Lazio, tempi moderni: storia dell’Aquila che s’è scoperta un pollo

di Redazione Commenta


 Bastano pochi numeri per rendere di per sè significativa ed emblematica la storia di una stagione – quella del 2009/10 – da dimenticare. L’annata della  S.S. Lazio è ben lontana dall’espressione di quel che lo stesso simbolo del club sta a significare. Un’Aquila e due colori: il bianco e l’azzurro. L’effige del rapace richiama il simbolo glorioso del Grande Impero Romano, le tinte sociali vennero scelte in onore della Grecia, patria dello sport e dei Giochi olimpici (1896, anno della prima Olimpiade dei tempi moderni). Invece, oltre all’esclusione repentina dall’Europa League che è durata il tempo di un passaggio dall’autunno all’inverno, il campionato in corso ha sfornato solo amarezze. Quintultima in classifica con 37 punti, la retrocessione sta sotto di 6. 8 vittorie a fronte di 12 sconfitte e 13 pareggi.

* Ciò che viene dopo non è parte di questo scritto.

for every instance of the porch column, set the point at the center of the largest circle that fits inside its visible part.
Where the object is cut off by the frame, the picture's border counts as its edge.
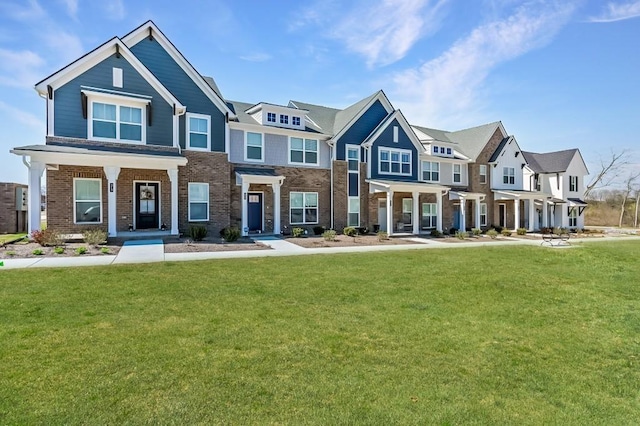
(276, 206)
(173, 177)
(112, 172)
(389, 212)
(439, 214)
(415, 216)
(33, 203)
(532, 214)
(245, 209)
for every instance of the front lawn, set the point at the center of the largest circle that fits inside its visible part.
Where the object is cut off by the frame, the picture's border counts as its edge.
(488, 335)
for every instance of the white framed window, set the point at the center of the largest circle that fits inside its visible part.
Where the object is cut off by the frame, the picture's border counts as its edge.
(303, 208)
(483, 173)
(431, 171)
(508, 175)
(429, 215)
(198, 202)
(254, 147)
(303, 151)
(87, 200)
(198, 133)
(394, 162)
(457, 173)
(353, 218)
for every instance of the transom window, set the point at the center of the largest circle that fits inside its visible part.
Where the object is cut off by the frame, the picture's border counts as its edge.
(116, 122)
(509, 175)
(303, 151)
(431, 171)
(198, 202)
(198, 135)
(254, 147)
(87, 200)
(303, 208)
(395, 162)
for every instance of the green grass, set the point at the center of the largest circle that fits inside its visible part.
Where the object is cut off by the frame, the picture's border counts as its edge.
(489, 335)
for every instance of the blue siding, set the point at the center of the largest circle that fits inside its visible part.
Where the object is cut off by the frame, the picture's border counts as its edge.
(171, 75)
(385, 140)
(68, 108)
(362, 128)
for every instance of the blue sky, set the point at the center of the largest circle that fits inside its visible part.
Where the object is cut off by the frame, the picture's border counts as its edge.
(558, 73)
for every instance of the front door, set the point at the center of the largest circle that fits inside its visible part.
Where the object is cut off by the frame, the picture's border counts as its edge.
(147, 205)
(255, 211)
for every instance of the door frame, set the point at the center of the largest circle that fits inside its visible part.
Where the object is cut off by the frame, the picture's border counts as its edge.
(134, 199)
(261, 202)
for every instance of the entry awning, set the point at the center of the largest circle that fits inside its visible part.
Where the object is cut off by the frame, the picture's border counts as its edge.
(376, 185)
(101, 156)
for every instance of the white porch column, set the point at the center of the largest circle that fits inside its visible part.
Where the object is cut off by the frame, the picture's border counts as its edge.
(532, 214)
(245, 209)
(276, 206)
(439, 207)
(173, 177)
(33, 203)
(415, 215)
(112, 172)
(390, 212)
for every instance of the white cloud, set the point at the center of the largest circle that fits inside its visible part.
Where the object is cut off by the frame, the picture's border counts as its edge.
(445, 90)
(382, 33)
(619, 12)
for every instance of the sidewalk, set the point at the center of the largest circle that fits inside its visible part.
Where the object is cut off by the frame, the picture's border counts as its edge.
(147, 251)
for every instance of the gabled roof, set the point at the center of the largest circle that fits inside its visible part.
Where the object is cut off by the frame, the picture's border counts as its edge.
(550, 162)
(97, 55)
(150, 29)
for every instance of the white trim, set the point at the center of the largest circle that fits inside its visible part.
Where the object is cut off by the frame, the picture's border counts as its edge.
(254, 160)
(75, 222)
(187, 138)
(189, 219)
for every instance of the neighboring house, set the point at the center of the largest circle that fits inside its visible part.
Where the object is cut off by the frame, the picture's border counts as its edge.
(137, 139)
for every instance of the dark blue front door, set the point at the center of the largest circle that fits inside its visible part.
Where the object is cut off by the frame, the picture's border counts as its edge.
(255, 211)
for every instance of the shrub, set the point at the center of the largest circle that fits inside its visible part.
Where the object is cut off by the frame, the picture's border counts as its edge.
(350, 231)
(94, 237)
(230, 234)
(198, 232)
(318, 230)
(329, 235)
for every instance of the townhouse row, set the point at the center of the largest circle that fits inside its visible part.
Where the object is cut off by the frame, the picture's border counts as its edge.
(137, 139)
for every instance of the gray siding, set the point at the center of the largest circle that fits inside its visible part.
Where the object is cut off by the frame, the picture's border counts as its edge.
(171, 75)
(276, 151)
(68, 120)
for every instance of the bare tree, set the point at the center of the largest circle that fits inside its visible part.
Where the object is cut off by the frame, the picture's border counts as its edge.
(608, 171)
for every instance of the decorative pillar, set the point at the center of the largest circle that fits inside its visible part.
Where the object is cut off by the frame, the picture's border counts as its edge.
(173, 177)
(112, 173)
(36, 169)
(415, 215)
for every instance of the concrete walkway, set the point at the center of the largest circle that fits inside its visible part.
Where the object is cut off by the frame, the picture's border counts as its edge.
(146, 251)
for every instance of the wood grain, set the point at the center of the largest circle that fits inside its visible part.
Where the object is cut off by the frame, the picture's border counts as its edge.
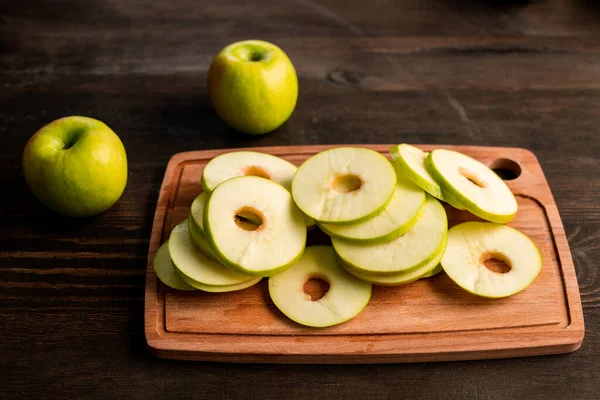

31 gol fatti e 36 subiti, contestazione dei tifosi fin dalle prime giornate, gli spinosi casi contrattuali e giudiziari di De Silvestri prima, Pandev e Ledesma poi. L’esonero di Davide Ballardini per Edy Reja, le evidenti delusioni di patron Claudio Lotito e, ad appesantire il bilancio, la sconfitta contro la Roma nel corso del derby di andata. Prendendo in prestito l’opera di Anthony De Mello, viene da dire che la curva Nord dell’Olimpico, finora, ha dovuto piegarsi a vivere la storia dell’Aquila che s’è scoperta un pollo. Altro che voli a planare: solo qualche movimento d’ala che non consente di coprire la lunga distanza.